# 125 gallon stocking questions



## SaintPaulCichlids (Jan 13, 2012)

I have a 125 gallon that is cycled and was wondering if this stocking list is okay.

5 Cynotilapia afra (Jalo Reef)
5 Cynotilapia afra (Lupingu)
5 Labidochromis caeruleus (Electric Yellow Lab)
5 Pseudotropheus sp. "Acei" (Yellow-tailed Acei)
10 Metriaclima lombardoi (Kenyi)
5 Metriaclima estherae (red zebra)
5 Iodotropheus sprengerae (Rusty)
5 Metriaclima greshakei (Ice Blue)

Are these gonna be okay together as far as not killing each other.
I don't wanna hear about hybridlizations!!!

Filtrations are:
29gallon Sump with 5 gallons of pot scrubbers.
525 gallon SunSun brand canister.

And 3200 gph wavemaker for water circulations.


----------



## fmueller (Jan 11, 2004)

I am not the world's greatest expert on mbuna, but personally I would not combine very mild mannered species with the real bruisers.
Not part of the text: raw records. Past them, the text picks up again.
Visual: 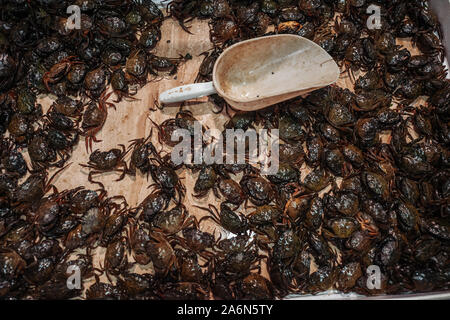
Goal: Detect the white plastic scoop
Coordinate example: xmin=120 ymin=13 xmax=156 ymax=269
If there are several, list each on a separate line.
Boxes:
xmin=159 ymin=34 xmax=340 ymax=111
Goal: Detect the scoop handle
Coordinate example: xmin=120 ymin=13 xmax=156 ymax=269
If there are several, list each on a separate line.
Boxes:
xmin=159 ymin=82 xmax=217 ymax=104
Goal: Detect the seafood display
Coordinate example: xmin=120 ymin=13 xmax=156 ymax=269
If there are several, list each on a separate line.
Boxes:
xmin=0 ymin=0 xmax=450 ymax=300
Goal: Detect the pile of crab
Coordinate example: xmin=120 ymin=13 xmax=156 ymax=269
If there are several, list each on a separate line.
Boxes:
xmin=0 ymin=0 xmax=450 ymax=299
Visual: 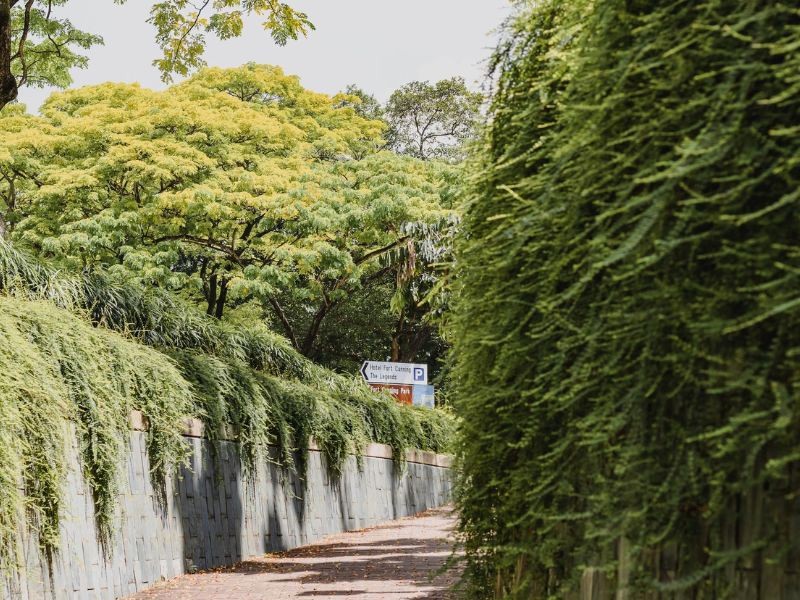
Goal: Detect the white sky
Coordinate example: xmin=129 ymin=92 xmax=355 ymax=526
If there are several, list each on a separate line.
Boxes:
xmin=15 ymin=0 xmax=510 ymax=111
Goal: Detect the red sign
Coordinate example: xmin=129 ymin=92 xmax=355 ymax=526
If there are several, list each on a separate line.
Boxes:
xmin=369 ymin=383 xmax=414 ymax=404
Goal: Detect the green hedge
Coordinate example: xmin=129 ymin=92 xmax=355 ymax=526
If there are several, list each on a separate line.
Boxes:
xmin=453 ymin=0 xmax=800 ymax=599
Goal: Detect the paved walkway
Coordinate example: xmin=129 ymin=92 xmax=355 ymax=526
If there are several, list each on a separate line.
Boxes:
xmin=131 ymin=509 xmax=457 ymax=600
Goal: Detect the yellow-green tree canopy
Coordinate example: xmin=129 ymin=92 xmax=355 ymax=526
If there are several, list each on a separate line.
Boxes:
xmin=0 ymin=65 xmax=453 ymax=348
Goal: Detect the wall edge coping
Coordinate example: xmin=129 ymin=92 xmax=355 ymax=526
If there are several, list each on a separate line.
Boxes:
xmin=129 ymin=410 xmax=453 ymax=469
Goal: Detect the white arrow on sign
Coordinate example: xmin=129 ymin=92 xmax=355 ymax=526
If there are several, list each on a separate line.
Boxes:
xmin=361 ymin=360 xmax=428 ymax=385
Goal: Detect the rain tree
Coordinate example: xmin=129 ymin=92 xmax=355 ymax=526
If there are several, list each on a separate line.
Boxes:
xmin=0 ymin=0 xmax=314 ymax=109
xmin=0 ymin=65 xmax=452 ymax=360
Don't get me wrong, a 125G is a fantastically sized tank for mbuna, and it's just the tank to try some of the more aggressive types like Kenyi, but I am not sure that I would put some poor Rusties together with them in that war zone. For one tank, I'd go with either all mild mannered, or all aggressive mbuna.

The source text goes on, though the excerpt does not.